With five weeks to go to the Opening Ceremony, Mirror Group became the main backers and Maxwell took over as chairman of the company running the Games.

Maxwell himself said he was "the saviour". He hinted as much to The Queen when he was introduced to her in Edinburgh by his personal photographer and aide Mike Maloney, who had been on many royal assignments. 

Maxwell presented The Queen with a gift of a set of coins in a magnificent display box and said: "Permit me to present you with a token of this great event that I have orchestrated."

People were still arguing about Maxwell's role nearly three years later when the last of the bills was finally paid, although not by him. A couple of years after that he was dead, his name blackened forever. 

Robert Maxwell played a key role in the Edinburgh 1986 Commonwealth Games ©Getty Images
Robert Maxwell played a key role in the Edinburgh 1986 Commonwealth Games ©Getty Images

In November 1991 Maxwell - whose daughter Ghislaine was found guilty in the United States for her role in the Jeffrey Epstein sex trafficking scandal - went overboard from his private yacht in the Mediterranean. He had fraudulently misspent hundreds of millions of pounds from his employees' pension funds.

Without his efforts in 1986, though, the Edinburgh Games would have been an embarrassment that Scotland, Britain and the Commonwealth Games Federation might never have lived down.

Maxwell liked to do things differently. On one occasion he invited a number of VIPs and their partners to dinner at his private suite. He served them Kentucky Fried Chicken straight from the bucket.

At another function he introduced his friend Ryoichi Sasakawa to the press.
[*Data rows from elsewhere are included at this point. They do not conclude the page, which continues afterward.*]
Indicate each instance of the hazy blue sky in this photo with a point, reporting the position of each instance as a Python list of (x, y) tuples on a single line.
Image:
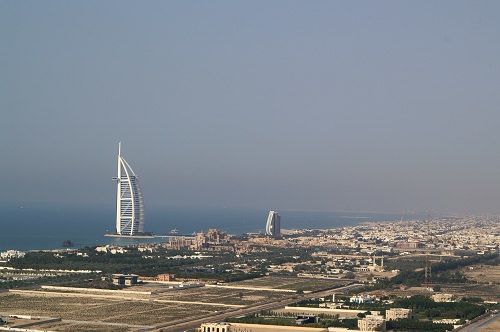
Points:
[(320, 105)]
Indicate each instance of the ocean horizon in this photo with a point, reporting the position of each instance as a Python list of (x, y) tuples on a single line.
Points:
[(44, 227)]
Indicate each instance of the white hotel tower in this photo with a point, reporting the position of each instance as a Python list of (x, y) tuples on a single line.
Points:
[(273, 227), (129, 202)]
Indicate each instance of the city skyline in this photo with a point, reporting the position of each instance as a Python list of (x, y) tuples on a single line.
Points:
[(328, 106)]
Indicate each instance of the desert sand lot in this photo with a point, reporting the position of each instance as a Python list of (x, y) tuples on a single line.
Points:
[(125, 312), (483, 273), (494, 327), (305, 284)]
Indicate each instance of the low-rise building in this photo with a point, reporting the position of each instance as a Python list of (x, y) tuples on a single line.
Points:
[(372, 323), (398, 313)]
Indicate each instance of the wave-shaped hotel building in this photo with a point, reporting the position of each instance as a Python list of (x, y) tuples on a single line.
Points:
[(129, 201)]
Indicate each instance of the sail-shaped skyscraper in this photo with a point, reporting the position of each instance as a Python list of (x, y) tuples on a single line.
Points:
[(273, 224), (129, 202)]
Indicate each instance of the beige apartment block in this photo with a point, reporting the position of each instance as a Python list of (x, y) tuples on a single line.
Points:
[(398, 313)]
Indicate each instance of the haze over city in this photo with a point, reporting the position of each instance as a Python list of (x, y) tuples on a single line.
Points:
[(354, 105)]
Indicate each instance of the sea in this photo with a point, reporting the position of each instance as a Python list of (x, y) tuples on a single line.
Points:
[(45, 227)]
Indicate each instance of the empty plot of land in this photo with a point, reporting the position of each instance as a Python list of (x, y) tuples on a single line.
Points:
[(99, 310), (220, 295), (483, 273), (306, 284)]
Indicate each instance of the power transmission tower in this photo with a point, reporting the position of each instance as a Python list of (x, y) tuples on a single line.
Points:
[(428, 272)]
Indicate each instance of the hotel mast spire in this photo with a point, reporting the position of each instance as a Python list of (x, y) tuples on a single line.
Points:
[(129, 201)]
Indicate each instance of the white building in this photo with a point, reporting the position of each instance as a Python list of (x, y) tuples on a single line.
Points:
[(397, 313), (362, 299), (273, 225), (129, 202), (372, 323)]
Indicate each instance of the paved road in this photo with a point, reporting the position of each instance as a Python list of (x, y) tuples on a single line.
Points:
[(477, 326)]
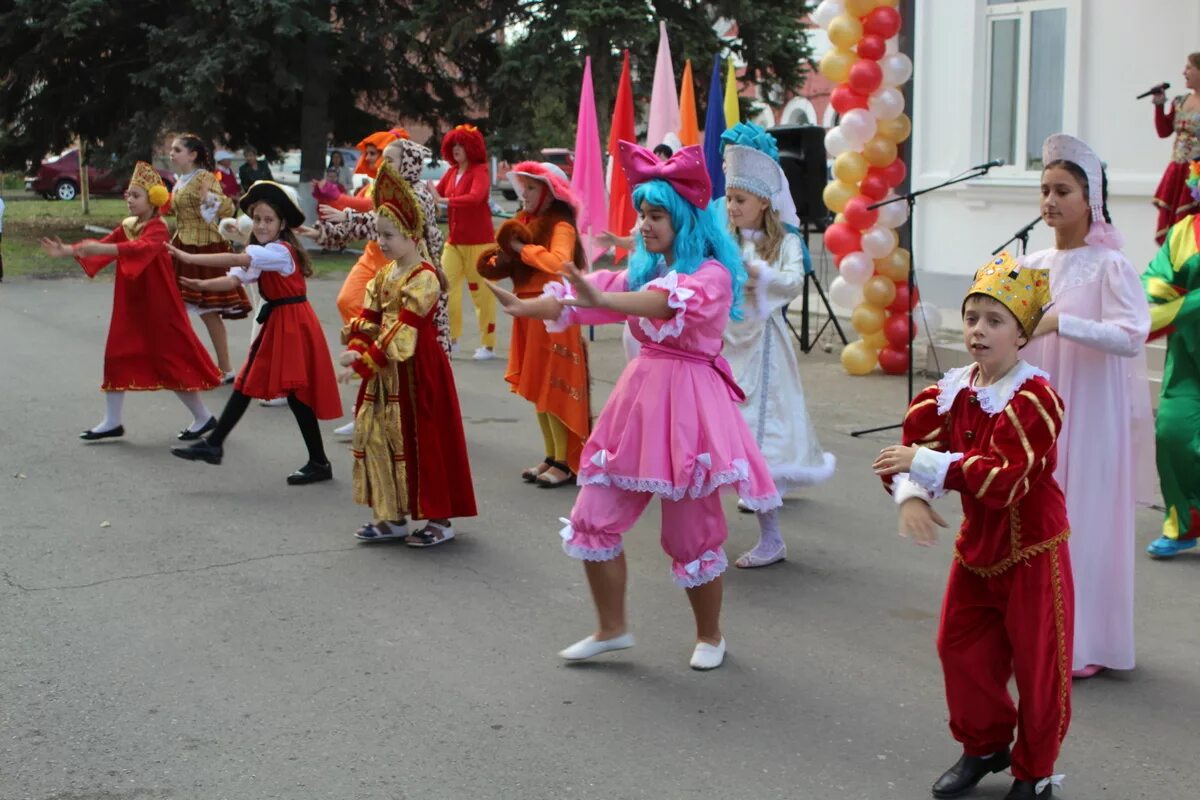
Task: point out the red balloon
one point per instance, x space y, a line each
874 186
895 173
865 76
871 47
895 328
893 360
858 215
883 22
841 239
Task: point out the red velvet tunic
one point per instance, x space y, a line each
150 341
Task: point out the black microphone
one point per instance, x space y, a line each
1162 86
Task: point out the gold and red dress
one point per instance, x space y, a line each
409 450
150 341
549 370
1009 603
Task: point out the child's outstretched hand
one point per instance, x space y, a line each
919 522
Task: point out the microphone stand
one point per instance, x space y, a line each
911 200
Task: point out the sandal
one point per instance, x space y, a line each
531 475
545 482
431 535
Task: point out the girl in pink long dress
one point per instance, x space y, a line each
1091 344
672 427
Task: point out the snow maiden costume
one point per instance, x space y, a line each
761 349
1173 284
1096 361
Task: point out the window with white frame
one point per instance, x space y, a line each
1027 46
He announced the Japanese businessman, who pumped in millions, as a multi-millionaire philanthropist who had "single-handedly funded the eradication of leprosy". 
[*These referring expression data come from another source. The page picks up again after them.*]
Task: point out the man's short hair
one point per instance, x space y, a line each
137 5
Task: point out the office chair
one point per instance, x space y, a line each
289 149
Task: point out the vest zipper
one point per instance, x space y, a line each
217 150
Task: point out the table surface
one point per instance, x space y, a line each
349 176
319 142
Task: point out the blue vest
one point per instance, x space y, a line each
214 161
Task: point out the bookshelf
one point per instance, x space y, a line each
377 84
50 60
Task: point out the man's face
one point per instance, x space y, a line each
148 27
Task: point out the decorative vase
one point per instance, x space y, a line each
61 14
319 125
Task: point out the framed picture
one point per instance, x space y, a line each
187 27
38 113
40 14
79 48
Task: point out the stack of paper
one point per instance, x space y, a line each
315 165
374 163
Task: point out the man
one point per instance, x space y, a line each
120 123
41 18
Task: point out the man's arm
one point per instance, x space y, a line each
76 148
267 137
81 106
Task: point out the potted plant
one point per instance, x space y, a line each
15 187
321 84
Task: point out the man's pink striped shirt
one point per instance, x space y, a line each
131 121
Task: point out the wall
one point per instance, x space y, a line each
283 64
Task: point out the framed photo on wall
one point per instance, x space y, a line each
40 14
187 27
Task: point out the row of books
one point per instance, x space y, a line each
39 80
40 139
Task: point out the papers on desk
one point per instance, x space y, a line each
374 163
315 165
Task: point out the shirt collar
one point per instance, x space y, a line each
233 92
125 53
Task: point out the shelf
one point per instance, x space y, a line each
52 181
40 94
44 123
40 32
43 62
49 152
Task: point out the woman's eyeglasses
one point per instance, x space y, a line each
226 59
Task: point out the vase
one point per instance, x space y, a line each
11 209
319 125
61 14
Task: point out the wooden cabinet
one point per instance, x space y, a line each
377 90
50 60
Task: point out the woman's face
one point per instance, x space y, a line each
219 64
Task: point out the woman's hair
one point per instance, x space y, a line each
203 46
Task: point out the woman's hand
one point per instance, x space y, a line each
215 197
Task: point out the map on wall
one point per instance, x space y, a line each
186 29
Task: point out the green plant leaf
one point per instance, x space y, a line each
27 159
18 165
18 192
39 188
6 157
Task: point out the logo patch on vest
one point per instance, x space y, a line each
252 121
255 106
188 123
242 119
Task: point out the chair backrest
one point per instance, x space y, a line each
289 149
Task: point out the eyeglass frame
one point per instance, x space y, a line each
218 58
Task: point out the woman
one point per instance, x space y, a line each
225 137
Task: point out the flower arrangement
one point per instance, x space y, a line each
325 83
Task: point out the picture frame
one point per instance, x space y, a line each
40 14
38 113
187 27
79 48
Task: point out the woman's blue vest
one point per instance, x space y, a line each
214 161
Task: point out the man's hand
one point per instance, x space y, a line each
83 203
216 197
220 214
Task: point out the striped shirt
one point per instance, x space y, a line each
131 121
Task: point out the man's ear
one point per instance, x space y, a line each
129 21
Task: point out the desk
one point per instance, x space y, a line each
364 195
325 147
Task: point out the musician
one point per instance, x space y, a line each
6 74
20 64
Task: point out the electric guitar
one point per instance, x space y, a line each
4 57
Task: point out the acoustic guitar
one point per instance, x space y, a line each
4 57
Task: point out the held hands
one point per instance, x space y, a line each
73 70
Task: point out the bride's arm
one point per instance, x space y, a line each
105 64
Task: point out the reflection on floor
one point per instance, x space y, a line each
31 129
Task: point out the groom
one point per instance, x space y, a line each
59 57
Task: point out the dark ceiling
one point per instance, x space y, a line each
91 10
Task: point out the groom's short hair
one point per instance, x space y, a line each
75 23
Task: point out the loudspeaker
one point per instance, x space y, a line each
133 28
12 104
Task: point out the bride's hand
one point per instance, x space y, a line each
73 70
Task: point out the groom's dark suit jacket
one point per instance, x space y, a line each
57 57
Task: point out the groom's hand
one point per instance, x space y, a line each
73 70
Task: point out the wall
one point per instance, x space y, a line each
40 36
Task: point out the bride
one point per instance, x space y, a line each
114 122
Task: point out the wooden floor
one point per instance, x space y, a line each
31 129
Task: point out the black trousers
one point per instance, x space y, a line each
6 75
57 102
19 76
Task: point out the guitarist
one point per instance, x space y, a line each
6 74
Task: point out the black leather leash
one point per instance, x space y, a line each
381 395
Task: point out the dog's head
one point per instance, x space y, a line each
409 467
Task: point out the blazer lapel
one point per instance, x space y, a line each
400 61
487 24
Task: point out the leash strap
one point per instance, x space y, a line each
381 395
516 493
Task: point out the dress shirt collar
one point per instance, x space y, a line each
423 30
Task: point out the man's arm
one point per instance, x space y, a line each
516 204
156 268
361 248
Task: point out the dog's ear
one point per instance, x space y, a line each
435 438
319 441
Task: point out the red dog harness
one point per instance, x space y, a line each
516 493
That claim was strange enough, given that more than 200,000 were still suffering from the disease a quarter-of-a-century later, but Sasakawa left reporters even more dumbfounded when he told them that he was 27-years-old and would live to the age of 200. He was 87 at the time.

Why did Maxwell get involved? Maloney believes that somebody made a speculative suggestion to him about backing the Games, and he suddenly saw a great opportunity. "He thought he could be the saviour, and he was," said Maloney, who was with Maxwell for his six-week involvement in Edinburgh.

The boycott led to 32 teams and nearly 1,500 athletes staying away.

One of Maxwell's first pronouncements after taking over was that the early preparations had been "appallingly amateurish". He made an immediate impact, putting newspaper owners and editors on media committees in London and Edinburgh to ensure favourable coverage.

He gained millions of pounds worth of positive publicity. Logos for the Mirror and its Scottish sister paper, the Record, were everywhere. Officially the Games' main sponsors were Guinness. In reality it appeared to be Mirror Group.

The accountants Coopers and Lybrand totted up all that exposure and put a value on it: £4.3 million. By the final reckoning Maxwell had not even paid £300,000, and the Games ended up £3.8 million in debt. Local councils ended up paying most of it, not Maxwell and his companies.

"He got worldwide publicity, which was his main aim," said Maloney. "Even so, he was the saviour of the Games, and he loved it."